Lo terrible es que ahora soy mamá y en unos años más tendré que guiar a mis hijos en lo de qué hacer con sus vidas, incluyendo cómo ganarse la vida. No sé cómo diablos se hace eso. Me da terror pensar en ayudar a alguien a tomar una decisión correcta en un mundo en que no hay decisiones correctas, sino sólo personas y sus circunstancias. Tampoco sé cómo se logra no traspasarles nuestros fantasmas, demonios y razones para decidir lo que decidimos a nuestro tiempo, siendo que su tiempo será otro. Mirando atrás, quizás sea posible, creyendo de verdad en ellos como hijos. Y en nosotros como padres. De cualquier manera, no creo que uno esté obligado a conocer su vocación a los 18. Tampoco me parece posible exigirle a un hijo que la conozca en ese momento. En cambio sí creo que ellos tienen que tomar ciertas responsabilidades en su vida. No se trata de agobiarlos, pero yo creo que como padres estamos obligados a transmitirles ese mensaje, sin confundirlos o hacerles pensar que no importa. No creo que sea bueno alentar la eternamente auspiciada
road movie life. Al menos si uno no les va a dejar una comuna de Santiago como herencia. La vida es de verdad y es linda, pero es dura y es rápida y no creo que haya mucho tiempo para que un niño pueda vagar en busca de su vocación para decidir qué hacer en la vida y cómo pagar sus cuentas. Y puede que me equivoque, pero siento que el asunto de la vocación está medio sobrevalorado por estos días.

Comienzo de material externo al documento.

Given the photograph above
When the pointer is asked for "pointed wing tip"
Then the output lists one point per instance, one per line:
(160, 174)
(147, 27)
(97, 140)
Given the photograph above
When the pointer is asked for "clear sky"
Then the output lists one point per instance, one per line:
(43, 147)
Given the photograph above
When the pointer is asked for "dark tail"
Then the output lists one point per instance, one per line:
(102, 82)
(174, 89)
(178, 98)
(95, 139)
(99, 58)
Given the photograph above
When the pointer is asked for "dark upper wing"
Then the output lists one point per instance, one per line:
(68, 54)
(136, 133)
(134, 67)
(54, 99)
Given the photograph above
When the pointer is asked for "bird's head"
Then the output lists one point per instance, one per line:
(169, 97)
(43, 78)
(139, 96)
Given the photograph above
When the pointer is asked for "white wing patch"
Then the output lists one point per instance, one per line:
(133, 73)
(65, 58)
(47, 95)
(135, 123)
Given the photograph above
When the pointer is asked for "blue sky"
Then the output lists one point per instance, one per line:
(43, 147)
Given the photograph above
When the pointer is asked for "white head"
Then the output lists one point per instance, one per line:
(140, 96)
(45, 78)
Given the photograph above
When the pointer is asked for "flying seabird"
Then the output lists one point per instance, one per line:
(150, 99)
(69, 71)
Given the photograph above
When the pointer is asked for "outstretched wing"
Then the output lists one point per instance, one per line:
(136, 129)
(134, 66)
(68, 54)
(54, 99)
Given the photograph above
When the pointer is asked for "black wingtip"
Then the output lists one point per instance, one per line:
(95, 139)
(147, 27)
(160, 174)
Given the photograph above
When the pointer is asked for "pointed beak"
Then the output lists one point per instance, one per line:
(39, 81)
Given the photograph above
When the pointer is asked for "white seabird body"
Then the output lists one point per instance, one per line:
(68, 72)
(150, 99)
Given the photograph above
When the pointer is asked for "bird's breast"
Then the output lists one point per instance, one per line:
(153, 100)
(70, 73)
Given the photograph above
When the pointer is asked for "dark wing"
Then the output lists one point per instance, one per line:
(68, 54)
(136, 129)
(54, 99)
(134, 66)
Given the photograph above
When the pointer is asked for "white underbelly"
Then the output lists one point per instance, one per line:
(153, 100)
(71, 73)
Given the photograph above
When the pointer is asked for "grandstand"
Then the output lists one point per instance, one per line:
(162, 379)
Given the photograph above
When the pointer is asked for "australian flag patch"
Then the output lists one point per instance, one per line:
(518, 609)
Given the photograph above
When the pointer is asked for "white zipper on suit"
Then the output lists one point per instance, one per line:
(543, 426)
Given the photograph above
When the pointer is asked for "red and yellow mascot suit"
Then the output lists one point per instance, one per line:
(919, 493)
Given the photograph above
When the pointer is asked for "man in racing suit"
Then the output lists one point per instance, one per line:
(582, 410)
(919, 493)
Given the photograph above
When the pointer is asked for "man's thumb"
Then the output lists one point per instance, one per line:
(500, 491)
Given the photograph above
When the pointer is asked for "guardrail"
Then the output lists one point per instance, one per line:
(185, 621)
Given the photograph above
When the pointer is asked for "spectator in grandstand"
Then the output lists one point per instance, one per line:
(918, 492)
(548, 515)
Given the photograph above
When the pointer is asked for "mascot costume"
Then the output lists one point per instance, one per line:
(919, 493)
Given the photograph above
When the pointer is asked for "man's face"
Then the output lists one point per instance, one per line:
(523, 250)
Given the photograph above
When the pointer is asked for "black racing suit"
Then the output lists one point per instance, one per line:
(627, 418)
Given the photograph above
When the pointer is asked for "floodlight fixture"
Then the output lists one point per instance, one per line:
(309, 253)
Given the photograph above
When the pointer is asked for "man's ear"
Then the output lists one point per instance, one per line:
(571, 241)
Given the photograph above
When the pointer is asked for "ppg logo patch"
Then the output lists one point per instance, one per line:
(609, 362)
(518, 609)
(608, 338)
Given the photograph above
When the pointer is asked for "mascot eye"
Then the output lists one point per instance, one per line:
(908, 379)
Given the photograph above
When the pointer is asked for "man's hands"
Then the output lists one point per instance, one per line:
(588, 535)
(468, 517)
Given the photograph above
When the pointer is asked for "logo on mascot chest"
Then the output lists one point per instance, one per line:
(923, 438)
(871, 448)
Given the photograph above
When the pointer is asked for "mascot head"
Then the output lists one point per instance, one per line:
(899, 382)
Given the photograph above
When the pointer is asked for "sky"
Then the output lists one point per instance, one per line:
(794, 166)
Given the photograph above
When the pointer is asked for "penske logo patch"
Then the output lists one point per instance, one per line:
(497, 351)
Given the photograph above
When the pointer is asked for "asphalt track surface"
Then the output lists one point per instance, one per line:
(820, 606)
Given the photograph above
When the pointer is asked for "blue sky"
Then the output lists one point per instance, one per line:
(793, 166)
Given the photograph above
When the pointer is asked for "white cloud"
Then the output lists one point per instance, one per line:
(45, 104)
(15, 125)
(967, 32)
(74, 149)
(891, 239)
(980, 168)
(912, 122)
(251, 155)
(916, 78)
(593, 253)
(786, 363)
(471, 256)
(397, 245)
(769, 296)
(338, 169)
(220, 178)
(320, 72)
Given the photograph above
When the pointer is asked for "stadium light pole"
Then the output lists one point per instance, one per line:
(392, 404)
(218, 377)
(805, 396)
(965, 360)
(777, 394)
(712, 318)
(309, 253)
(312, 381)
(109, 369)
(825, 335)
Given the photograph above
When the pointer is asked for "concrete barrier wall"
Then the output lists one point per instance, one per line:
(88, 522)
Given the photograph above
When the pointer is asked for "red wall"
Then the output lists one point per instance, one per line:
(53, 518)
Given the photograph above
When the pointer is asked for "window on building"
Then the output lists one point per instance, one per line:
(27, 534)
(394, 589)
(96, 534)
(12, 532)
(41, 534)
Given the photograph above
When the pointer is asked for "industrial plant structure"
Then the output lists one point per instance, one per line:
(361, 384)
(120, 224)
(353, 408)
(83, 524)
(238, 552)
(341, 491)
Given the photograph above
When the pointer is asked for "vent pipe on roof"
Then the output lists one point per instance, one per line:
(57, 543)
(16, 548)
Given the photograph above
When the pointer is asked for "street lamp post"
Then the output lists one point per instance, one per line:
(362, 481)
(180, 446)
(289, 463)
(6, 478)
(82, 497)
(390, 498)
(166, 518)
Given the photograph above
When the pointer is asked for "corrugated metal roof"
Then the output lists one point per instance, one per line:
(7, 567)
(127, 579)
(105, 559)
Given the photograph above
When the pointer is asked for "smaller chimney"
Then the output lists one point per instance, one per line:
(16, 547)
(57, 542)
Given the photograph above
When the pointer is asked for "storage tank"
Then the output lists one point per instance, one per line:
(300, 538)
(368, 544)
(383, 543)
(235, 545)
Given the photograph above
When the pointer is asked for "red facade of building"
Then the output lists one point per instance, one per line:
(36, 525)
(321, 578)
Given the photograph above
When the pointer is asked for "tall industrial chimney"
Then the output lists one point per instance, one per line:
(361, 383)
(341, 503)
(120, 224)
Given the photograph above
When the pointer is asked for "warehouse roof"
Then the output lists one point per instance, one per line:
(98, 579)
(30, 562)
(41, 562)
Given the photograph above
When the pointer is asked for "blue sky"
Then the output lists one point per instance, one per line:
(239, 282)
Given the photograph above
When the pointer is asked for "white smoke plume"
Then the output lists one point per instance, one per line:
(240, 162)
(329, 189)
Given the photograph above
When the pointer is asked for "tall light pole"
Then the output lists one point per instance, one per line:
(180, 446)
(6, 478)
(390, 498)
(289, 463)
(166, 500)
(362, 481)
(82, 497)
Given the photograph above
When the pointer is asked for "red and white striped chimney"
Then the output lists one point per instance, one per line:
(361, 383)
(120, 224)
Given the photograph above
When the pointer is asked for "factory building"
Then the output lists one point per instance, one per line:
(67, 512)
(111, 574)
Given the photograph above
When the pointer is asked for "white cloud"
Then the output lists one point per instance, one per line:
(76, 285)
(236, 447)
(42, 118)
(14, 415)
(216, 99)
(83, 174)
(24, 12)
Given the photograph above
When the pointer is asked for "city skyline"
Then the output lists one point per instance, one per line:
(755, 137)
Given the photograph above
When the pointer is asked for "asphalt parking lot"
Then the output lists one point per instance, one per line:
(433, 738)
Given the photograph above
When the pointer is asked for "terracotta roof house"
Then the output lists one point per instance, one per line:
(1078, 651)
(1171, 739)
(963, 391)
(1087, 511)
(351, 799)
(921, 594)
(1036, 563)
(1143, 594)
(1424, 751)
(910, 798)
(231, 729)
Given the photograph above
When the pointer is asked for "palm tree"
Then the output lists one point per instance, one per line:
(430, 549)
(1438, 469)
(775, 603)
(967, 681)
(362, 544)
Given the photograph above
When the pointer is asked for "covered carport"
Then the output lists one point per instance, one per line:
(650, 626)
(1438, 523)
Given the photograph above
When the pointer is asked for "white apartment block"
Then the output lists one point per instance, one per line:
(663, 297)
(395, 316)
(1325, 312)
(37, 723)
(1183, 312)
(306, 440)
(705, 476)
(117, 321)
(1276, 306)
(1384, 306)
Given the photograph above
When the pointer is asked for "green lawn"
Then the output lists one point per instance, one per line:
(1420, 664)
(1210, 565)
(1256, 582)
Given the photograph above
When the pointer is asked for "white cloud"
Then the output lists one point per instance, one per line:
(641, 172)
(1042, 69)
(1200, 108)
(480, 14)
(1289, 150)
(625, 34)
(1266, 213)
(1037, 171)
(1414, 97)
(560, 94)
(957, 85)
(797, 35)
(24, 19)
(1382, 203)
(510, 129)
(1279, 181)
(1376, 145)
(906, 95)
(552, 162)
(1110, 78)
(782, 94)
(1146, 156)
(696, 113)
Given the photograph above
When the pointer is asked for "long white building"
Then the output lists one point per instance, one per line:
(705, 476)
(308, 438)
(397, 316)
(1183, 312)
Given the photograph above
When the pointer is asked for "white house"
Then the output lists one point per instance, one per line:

Incluso creo que tiene que ver con el fenómeno marsupial de moda, la Generación Canguro, en jerga de Revista Ya o Paula. Los padres se quejan, pero no creo que sea solamente culpa del chancho. Del canguro en este caso. Como sea, yo no quiero eso para mis hijos. Tampoco para mí, así que supongo que aplicaré la técnica de las siempre sabias madres animales: el Gruñido Cariñoso. Espero poder hacerlo. Por mi parte, sigo en busca de mi vocación. De hecho me estuve preguntando si acaso se puede tener más de una. El otro día pensaba en la ducha, mi segundo templo de meditación luego del auto, que lo que realmente me gusta hacer y para lo que me siento llamada, que al final eso significa la famosa palabra, es para una combinación de jardinería, con
handcrafting de todo tipo, más lectura y ganas de aprender. El problema es que a eso se dedicaban los monjes medievales. Y lo de monja, claramente, no es lo mío.